The movie-search-ml20 dataset
Background
This dataset is created based on the questions asked by real users in Yahoo! Answers, a community question answering website. We adopt the data collected by Hagen et al. (2015) from Yahoo! Answers. This dataset focus on the questions in the "movies" category. This is considered as a known-item search task, where the questions are long and descriptive. There is a single relevant movie to each question. We manually mapped each question to its relevant movie ID in the MovieLens 20M dataset. This allows researchers to have both user-item interactions and query-item relevance signal on the same item set. It was originally used for evaluating joint search and recommendation models (Zamani and Croft, 2020).

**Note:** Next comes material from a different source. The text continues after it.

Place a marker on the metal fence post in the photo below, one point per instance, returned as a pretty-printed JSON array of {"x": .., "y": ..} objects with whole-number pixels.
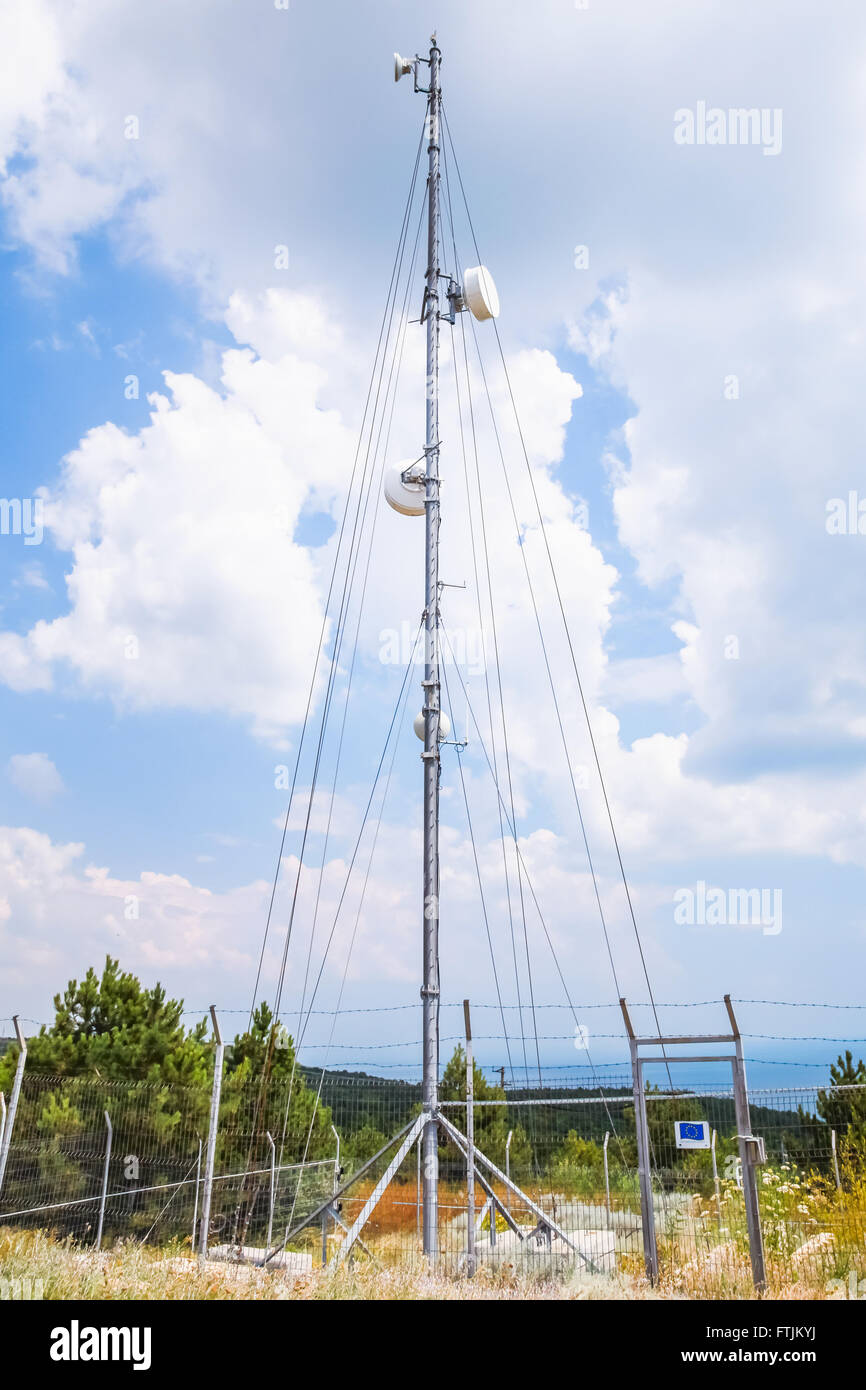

If you used this dataset, please refer to the following papers:
- Hamed Zamani and W. Bruce Croft, "Learning a Joint Search and Recommendation Model from User-Item Interactions". In WSDM 2020.
- Matthias Hagen, Daniel Wagner, and Benno Stein, "A Corpus of RealisticKnown-Item Topics with Associated Web Pages in the ClueWeb09". In ECIR 2015.
Do not hesitate to contact Hamed Zamani (zamani@cs.umass.edu), if you have any questions.
The dataset consists of 919 questions. Each question is associated with one movie ID in the MovieLens 20M movie set.
Download: The data is publicaly available for research purposes: click here.
The file is tab-separated (tsv). Each row containts:
- Timestamp: the time that the question was asked in Yahoo! Answers.
- Subject: the subject of the question asked by the user.
- Content: the content of the question post written by the user.
- Answer Doc ID: the document ID of the relevant movie in the ClueWeb09 collection.
- Answer URL: the URL of the relevant movie (usually a Wikipedia page).
- Answer MovieLens20m ID: the ID of the relevant movie in the MovieLens 20M dataset.